学术讲座 | 有限存储方法与置信域技术的有效结合
摘要：Limited-memory quasi-Newton methods and trust-region methods represent two efficient approaches used for solving unconstrained optimization problems. A straightforward combination of them deteriorates the efficiency of the former approach, especially in the case of large-scale problems. For this reason, the limited memory methods are usually combined with a line search. We show how to efficiently combine limited-memory and trust-region techniques. One of our approaches is based on the eigenvalue decomposition of the limited-memory quasi-Newton approximation of the Hessian matrix. The decomposition allows for finding a nearly-exact solution to the trust-region subproblem defined by the Euclidean norm with an insignificant computational overhead as compared with the cost of computing the quasi-Newton direction in line-search limited-memory methods. The other approach is based on two new eigenvalue-based norms. The advantage of the new norms is that the trust-region subproblem is separable and each of the smaller subproblems is easy to solve. We show that our eigenvalue-based limited-memory trust-region methods are globally convergent. Moreover, we propose improved versions of the existing limited-memory trust-region algorithms. The presented results of numerical experiments demonstrate the efficiency of our approach which is competitive with line-search versions of the L-BFGS method.

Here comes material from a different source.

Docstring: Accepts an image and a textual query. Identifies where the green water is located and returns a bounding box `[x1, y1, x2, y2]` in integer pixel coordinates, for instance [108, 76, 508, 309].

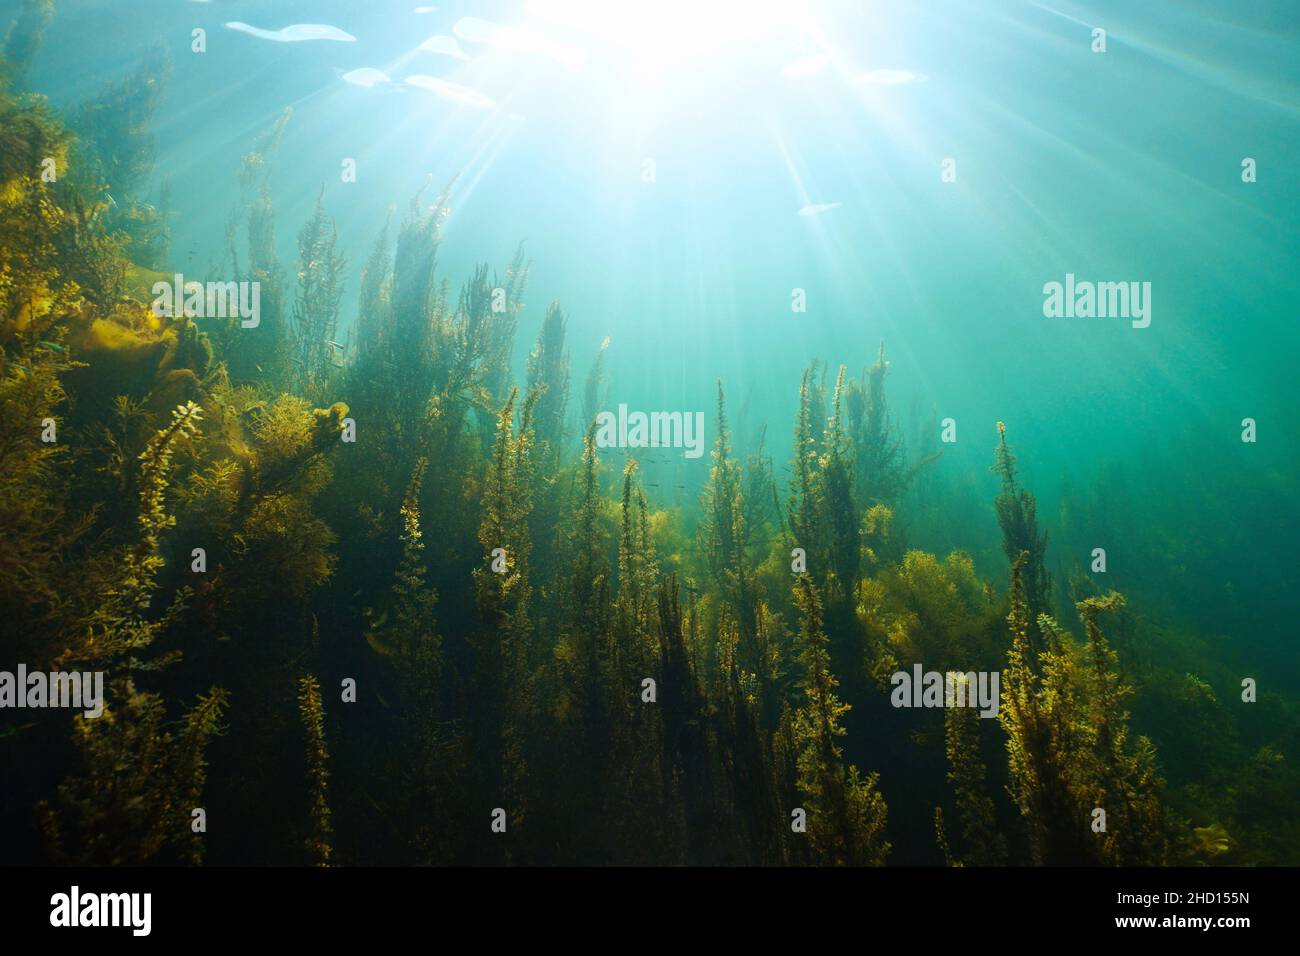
[1, 0, 1297, 866]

关于演讲人：Prof. YUAN Yaxiang graduated from the Department of Mathematics of Xiangtan University with his bachelor’s degree in 1981. After graduation, he came to Beijing as a graduate student at the Computing Center, Chinese Academy of Sciences. He stayed in Beijing for about 9 months before going to England studying at the Department of Applied Mathematics and Theoretical Physics of University of Cambridge in November 1982. Prof. YUAN Yaxiang finished his Ph.D. thesis by the end of 1985, and worked in Cambridge for three years as a Rutherford research fellow at Fitzwilliam College of Cambridge before returning to China in September 1988. He works on nonlinear optimization, mainly on trust region algorithms, quasi-Newton methods, etc. Prof. YUAN was the director of the Institute of Computational Mathematics and Scientific/Engineering Computing of the Chinese Academy of Sciences for about 12 years (from 1995 to 2006), the director of the State Key Laboratory of Scientific and Engineering Computing of China for 10 years (from 1996 to 2005), and one of the vice presidents of Academy of Mathematics and System Sciences of the Chinese Academy of Sciences for 8 years (from 1998 to 2006).